Indian Pavilion, 635 W. Pratt St., 410-752-5700. *** $ $
Aficionados of Indian food are required now at the Indian Pavilion. The restaurant is enduring a difficult period -- construction fences to the west (the Maryland Shock Trauma Center), construction fences to the north (a University of Maryland medical library). Tucked into the heart of this chain-link activity sits a small, old Baltimore building, which has, inside, a pleasing, immaculate, carefully appointed dining room.
Our waiter knew cooking methods and ingredients and guided us well in ordering. We liked very much the medium-hot chicken vindaloo's zesty splash of vinegar soothed by potato. Mulligatawny soup was subtle and comforting. Spicy samosas packed with potatoes and dotted with peas were greaseless and tasty, the sauce a perfect mix of coriander, lemon, onion and hot pepper. A boneless lamb dish made from a Patiala (North India) recipe was light on coconut and heat, and balanced in spice.
Desserts were excellent: two gulab jamun (cakelike milk balls) in rosewater-perfumed syrup, and a pistachio-powdered square of kulfi, a vibrantly milky ice.
J. Leonard's Waterside, 500 Harborview Drive, 410-625-0500. *** $ $ $ $
Even with a storm rolling in, J. Leonard's Waterside was a picturesque spot for dinner. We hardly noticed the handsome teal dining room, our focus was so drawn to the seascape outside.
We got more than a view here, though. Grilled seafood was done to perfection, from an appetizer of sea scallops on golden saffron cream to a 2-inch-thick swordfish steak, cooked just right all the way through. The intensely flavored garlic mashed potatoes served with the fish could have satisfied us alone, they were so good.
Our waitress, who was terrific, suggested the tournedos Atlantis. Take two petite filet mignon on thick Madeira demiglace. Top with jumbo shrimp filled with crab and smothered in dill bearnaise. It was fantastically rich, a throwback to another time, say, when cholesterol was still a foreign word. We ended with cool, firm spoonfuls of creme caramel, and fudgelike chocolate mousse in pastry shells. The evening's only unpleasantry was the Maryland crab soup, which tasted canned.
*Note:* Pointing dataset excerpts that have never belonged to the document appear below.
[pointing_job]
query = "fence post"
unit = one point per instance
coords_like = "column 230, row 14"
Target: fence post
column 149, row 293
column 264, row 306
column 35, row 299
J. P. Henry's, 425 York Road, Towson, 410-828-5095. **1/2 $ $
Almost overnight, J. P. Henry's replaced Mick's at Towson Commons. But the new restaurant continues, as the old did, to focus on family-friendly food -- from nibbles to main meals.
If the kids have a hankering for chicken tenders with gooey mustard and barbecue sauces, Mom is leaning toward beef fajitas and Dad is eyeing the shrimp in lobster cream, this is the place. While you won't be wowed by the kitchen's culinary skills, you'll see that J. P. Henry's delivers a consistent performance with decent food and friendly service.